„Wer motiviert ist, kommt auch mal ohne Schlaf zurecht“: Christoph Gröner gibt Einblick in seine Welt als einer der größten Bauunternehmer Deutschlands

Aufhören zu arbeiten kommt für den 55-Jährigen nicht infrage: „Ich habe nicht mal ein Viertel von dem erreicht, was ich will.“ - Copyright: Lisa Kempke für Business Insider
Aufhören zu arbeiten kommt für den 55-Jährigen nicht infrage: „Ich habe nicht mal ein Viertel von dem erreicht, was ich will.“ - Copyright: Lisa Kempke für Business Insider

Früher trug er Zement auf seinem Rücken, heute ist er einer der größten Bauunternehmer in Deutschland: Christoph Gröner, CEO der Gröner Group. Der 55-Jährige baut mit seiner Firma Wohnungen, Hochhäuser und ganze Quartiere. Business Insider traf den Baulöwen zu einem Interview.

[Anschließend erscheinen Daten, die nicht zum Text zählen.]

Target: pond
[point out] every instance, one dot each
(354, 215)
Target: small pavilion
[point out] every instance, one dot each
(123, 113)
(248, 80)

Business Insider: Sie haben mal erzählt, dass Sie 20 Stunden am Tag arbeiten. Da bleiben nur vier Stunden Schlaf. Wie schafft man das?

Christoph Gröner: „Wenn Sie motiviert sind, kommen Sie auch mal ohne Schlaf zurecht. Drei, vier Stunden Schlaf sind dann eben an der Tagesordnung. Ich hole es dann am Wochenende nach.“

BI: Machen Sie auch Urlaub?

Gröner: „Ja, ich mache Urlaub. Aber Urlaub eines Unternehmers sieht anders aus, als man sich es im Allgemeinen so vorstellt. Wenn die Kinder zu Bett gegangen sind, dann wird noch mal der Laptop aufgeklappt. Es werden drei, vier Stunden E-Mails beantwortet, Telefonate geführt – auch gerne mal in die Nacht. Unternehmer sind Sie 24 Stunden, sieben Tage die Woche, 365 Tage im Jahr.“

BI: Muss man so arbeiten, um erfolgreich zu sein?

Gröner: „Nein. Ich glaube, es gibt viele Möglichkeiten, erfolgreich zu sein. Es gibt Menschen, die bessere und einfachere Konzepte haben und mit weniger Arbeit viel erfolgreicher geworden sind, als ich es bin. Bei mir hat Erfolg viel mit Zähigkeit, Durchhaltekraft und Fleiß zu tun. Und viel Glück, sonst kommt man da nicht hin, wo ich heute bin.“

BI: Wie wichtig ist eine gesunde Work-Life-Balance?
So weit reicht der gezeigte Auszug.